Si un cancer se déclare pendant la durée du prêt immobilier, vous avez l’obligation de le déclarer à votre assureur, même s’il n’entraîne pas d’arrêt de travail (l’article L. 113-2 du code des assurances). Si le cancer entraîne un arrêt de travail, la déclaration à l’assureur (déclaration de sinistre) peut permettre la prise en charge des mensualités par l’assurance, selon les termes du contrat.

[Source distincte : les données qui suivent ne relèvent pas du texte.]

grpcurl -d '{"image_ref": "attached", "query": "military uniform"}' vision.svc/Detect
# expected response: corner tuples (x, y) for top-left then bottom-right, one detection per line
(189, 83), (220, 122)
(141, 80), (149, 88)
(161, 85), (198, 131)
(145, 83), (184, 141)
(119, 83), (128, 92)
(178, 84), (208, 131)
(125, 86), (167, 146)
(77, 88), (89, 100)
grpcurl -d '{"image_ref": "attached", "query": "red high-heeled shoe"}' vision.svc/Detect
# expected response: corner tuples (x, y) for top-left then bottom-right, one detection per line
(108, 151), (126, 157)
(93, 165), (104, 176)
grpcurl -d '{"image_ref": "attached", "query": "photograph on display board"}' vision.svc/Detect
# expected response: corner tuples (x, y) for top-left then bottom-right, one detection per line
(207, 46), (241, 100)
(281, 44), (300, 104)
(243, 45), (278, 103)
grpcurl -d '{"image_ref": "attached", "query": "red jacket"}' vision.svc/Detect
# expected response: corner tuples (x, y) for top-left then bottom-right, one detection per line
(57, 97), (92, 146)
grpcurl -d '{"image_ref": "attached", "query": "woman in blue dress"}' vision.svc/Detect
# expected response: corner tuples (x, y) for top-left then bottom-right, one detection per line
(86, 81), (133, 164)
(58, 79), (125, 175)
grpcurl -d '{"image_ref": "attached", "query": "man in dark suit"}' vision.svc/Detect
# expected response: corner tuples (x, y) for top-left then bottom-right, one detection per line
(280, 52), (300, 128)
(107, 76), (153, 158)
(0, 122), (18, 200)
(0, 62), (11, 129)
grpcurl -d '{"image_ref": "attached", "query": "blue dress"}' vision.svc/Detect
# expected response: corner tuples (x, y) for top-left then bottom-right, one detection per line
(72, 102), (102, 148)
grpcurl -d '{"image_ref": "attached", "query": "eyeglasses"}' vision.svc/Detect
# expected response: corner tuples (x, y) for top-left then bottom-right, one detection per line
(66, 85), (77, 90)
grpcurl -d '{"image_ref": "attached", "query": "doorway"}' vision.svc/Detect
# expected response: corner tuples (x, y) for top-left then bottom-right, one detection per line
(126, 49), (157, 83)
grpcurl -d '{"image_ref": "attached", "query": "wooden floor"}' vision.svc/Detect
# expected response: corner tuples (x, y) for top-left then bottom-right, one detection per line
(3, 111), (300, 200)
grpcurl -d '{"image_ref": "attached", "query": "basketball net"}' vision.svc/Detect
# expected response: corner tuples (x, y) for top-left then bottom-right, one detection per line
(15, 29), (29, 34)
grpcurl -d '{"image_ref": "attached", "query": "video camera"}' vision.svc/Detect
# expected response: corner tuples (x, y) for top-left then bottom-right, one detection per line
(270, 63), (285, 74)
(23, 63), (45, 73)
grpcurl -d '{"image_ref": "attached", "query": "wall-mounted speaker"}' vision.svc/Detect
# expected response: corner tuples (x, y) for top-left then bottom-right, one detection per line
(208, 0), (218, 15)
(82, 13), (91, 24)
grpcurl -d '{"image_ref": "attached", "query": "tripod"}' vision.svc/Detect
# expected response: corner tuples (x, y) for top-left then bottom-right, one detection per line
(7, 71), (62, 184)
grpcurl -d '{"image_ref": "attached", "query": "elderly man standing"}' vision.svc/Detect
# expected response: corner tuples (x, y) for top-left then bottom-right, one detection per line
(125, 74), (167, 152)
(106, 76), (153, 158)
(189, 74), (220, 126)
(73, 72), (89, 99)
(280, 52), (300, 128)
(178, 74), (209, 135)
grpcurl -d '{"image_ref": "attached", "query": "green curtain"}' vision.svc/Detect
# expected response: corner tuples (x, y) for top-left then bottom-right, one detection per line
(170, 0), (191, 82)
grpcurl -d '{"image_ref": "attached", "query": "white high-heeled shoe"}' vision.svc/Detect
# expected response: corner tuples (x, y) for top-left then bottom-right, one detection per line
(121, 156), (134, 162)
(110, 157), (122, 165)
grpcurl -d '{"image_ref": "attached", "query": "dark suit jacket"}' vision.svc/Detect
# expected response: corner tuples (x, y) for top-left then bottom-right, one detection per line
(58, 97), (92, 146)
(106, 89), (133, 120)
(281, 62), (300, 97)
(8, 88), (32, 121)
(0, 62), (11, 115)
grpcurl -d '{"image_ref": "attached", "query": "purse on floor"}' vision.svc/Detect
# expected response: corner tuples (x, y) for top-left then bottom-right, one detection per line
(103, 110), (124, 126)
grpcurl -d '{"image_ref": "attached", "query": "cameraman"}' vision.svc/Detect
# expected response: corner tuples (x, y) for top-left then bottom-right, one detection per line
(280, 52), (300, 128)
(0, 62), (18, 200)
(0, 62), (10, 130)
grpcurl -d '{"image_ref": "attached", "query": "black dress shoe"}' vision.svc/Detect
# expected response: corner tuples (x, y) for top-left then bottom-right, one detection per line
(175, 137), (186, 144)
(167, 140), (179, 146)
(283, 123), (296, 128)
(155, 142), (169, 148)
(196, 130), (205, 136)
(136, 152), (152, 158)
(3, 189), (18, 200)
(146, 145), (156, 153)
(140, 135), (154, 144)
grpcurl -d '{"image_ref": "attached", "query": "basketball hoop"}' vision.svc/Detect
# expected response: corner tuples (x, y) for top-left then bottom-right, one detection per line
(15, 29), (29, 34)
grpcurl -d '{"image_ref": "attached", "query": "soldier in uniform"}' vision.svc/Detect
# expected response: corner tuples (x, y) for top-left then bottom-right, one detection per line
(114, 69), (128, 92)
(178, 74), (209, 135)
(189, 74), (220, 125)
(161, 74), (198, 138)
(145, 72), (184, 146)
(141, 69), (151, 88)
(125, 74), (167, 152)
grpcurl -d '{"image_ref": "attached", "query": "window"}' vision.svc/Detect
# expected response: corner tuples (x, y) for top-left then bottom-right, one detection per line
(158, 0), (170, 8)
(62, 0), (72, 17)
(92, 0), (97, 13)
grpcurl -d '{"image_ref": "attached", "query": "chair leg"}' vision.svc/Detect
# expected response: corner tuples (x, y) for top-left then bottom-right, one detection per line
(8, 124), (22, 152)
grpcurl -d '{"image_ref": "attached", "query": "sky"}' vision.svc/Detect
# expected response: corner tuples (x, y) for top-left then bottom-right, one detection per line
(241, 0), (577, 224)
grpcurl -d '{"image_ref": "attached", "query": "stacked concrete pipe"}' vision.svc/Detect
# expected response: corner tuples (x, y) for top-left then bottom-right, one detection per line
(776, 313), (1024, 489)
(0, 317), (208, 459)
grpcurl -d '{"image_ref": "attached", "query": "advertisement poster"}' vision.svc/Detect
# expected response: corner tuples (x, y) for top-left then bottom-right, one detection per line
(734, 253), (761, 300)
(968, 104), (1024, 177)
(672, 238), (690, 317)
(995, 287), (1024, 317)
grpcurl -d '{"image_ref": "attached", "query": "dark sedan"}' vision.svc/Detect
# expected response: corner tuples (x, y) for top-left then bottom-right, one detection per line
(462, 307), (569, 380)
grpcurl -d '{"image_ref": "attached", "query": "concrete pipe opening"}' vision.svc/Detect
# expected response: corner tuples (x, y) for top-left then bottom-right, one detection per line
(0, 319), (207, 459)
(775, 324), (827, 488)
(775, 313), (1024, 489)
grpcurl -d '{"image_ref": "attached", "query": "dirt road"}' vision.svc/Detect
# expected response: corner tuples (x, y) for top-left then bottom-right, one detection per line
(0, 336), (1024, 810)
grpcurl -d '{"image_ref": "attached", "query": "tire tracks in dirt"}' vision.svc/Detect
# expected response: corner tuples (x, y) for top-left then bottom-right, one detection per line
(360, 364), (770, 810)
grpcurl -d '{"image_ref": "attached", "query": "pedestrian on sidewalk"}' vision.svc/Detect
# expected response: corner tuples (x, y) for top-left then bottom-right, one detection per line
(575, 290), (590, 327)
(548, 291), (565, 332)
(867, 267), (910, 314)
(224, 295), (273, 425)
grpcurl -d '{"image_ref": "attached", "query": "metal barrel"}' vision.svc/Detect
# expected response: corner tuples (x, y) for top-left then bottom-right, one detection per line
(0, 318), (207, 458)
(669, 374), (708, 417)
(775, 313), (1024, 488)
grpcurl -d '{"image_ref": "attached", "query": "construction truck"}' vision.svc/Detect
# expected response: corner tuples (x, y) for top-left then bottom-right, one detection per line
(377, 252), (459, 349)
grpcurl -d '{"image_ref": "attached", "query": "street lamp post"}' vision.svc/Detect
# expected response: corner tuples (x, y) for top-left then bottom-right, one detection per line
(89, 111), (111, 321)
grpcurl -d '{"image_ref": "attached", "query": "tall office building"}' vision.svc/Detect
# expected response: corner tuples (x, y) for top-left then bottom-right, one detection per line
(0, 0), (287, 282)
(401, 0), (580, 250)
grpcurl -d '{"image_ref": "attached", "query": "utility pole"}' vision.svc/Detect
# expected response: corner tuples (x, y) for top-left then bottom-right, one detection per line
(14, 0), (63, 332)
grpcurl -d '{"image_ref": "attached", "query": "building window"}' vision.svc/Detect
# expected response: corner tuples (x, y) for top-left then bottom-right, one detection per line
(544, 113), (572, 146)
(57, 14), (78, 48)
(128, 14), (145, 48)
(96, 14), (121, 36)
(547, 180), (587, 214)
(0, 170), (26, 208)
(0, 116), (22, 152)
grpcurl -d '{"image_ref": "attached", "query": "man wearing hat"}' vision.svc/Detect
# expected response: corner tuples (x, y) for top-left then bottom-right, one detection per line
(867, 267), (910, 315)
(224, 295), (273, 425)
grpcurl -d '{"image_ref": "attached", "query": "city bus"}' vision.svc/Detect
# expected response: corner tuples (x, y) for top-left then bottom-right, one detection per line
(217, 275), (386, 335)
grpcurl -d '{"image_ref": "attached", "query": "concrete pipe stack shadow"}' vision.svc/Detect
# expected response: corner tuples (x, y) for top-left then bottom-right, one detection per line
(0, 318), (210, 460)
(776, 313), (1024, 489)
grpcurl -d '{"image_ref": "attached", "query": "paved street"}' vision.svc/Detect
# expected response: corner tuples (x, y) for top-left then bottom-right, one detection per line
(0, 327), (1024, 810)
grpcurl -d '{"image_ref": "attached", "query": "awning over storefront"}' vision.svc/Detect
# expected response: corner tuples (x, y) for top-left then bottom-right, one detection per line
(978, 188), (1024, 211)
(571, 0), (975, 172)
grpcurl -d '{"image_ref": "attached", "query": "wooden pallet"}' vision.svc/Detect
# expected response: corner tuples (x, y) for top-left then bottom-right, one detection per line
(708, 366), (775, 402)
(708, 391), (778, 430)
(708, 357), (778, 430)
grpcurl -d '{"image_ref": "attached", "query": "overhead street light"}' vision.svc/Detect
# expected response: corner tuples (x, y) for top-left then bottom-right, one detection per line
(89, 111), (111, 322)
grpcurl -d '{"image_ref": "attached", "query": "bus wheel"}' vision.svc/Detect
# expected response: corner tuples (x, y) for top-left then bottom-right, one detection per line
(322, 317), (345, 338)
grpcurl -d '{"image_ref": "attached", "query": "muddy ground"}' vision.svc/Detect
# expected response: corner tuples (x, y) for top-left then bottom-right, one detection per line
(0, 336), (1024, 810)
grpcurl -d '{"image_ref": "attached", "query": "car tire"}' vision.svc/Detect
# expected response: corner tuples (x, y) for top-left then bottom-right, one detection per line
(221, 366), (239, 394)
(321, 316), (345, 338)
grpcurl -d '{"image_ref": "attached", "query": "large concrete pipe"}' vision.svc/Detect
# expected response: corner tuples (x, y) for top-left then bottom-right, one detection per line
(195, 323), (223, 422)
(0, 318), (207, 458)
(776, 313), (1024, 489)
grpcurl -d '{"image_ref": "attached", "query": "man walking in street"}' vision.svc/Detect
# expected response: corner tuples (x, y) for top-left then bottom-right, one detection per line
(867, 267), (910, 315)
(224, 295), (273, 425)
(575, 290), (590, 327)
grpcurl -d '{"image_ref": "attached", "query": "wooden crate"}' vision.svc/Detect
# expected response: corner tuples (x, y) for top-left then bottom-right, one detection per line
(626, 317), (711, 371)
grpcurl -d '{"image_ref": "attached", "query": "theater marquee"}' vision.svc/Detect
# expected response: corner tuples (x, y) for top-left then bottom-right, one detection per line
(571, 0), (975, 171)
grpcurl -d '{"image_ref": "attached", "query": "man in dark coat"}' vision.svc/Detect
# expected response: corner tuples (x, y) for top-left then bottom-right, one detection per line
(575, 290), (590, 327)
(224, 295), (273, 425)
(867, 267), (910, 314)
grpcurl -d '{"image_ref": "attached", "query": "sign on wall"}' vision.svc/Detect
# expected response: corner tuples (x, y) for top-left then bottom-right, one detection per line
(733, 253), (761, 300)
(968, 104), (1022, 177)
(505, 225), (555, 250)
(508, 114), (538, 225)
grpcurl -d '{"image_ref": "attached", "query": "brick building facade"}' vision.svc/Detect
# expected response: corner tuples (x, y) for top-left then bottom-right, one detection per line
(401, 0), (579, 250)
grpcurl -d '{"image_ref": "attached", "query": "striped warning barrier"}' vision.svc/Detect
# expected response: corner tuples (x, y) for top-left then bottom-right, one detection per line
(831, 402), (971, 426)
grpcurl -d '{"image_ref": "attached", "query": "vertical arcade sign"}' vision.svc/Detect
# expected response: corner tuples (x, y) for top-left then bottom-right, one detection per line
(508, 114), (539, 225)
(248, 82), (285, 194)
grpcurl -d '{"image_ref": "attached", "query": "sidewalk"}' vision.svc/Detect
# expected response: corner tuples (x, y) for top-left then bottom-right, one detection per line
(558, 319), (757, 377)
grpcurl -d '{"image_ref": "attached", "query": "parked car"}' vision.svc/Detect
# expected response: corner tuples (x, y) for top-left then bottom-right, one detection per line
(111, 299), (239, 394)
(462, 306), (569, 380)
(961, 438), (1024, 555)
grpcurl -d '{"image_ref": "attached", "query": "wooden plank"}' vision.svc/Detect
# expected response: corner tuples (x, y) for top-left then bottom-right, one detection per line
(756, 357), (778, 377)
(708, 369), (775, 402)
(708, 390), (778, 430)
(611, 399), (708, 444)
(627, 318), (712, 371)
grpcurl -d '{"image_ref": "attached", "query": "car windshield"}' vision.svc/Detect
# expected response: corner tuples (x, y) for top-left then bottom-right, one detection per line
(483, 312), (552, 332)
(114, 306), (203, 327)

Il est recommandé de vérifier si votre contrat d’assurance contient une clause d’irrévocabilité des garanties au moment de la souscription. Une telle clause garantit que l’évolution de votre état de santé ne pourra pas entraîner une augmentation de prime ou un refus de prise en charge par la suite.

Conclusion

En résumé, il est possible d’emprunter après avoir eu un cancer grâce notamment au droit à l’oubli et aux dispositifs de la convention AERAS. La Loi Lemoine a également facilité l’accès à l’assurance en supprimant le questionnaire de santé sous certaines conditions de montant et d’âge. Si ces dispositifs ne s’appliquent pas, la situation est examinée dans le cadre de l’AERAS, pouvant impliquer une surprime ou des exclusions, avec une procédure en plusieurs niveaux en cas de refus initial. La transparence dans la déclaration de santé est essentielle pour éviter des conséquences graves. Il est conseillé de comparer les offres et de se faire accompagner, si nécessaire, pour obtenir la meilleure assurance possible.

Il est important de vérifier attentivement les conditions du droit à l’oubli et les garanties proposées par les assureurs pour s’assurer que les critères sont remplis. En cas de non-respect du droit à l’oubli dans le cadre de l’AERAS, un recours auprès de la Commission de médiation de l’AERAS est possible.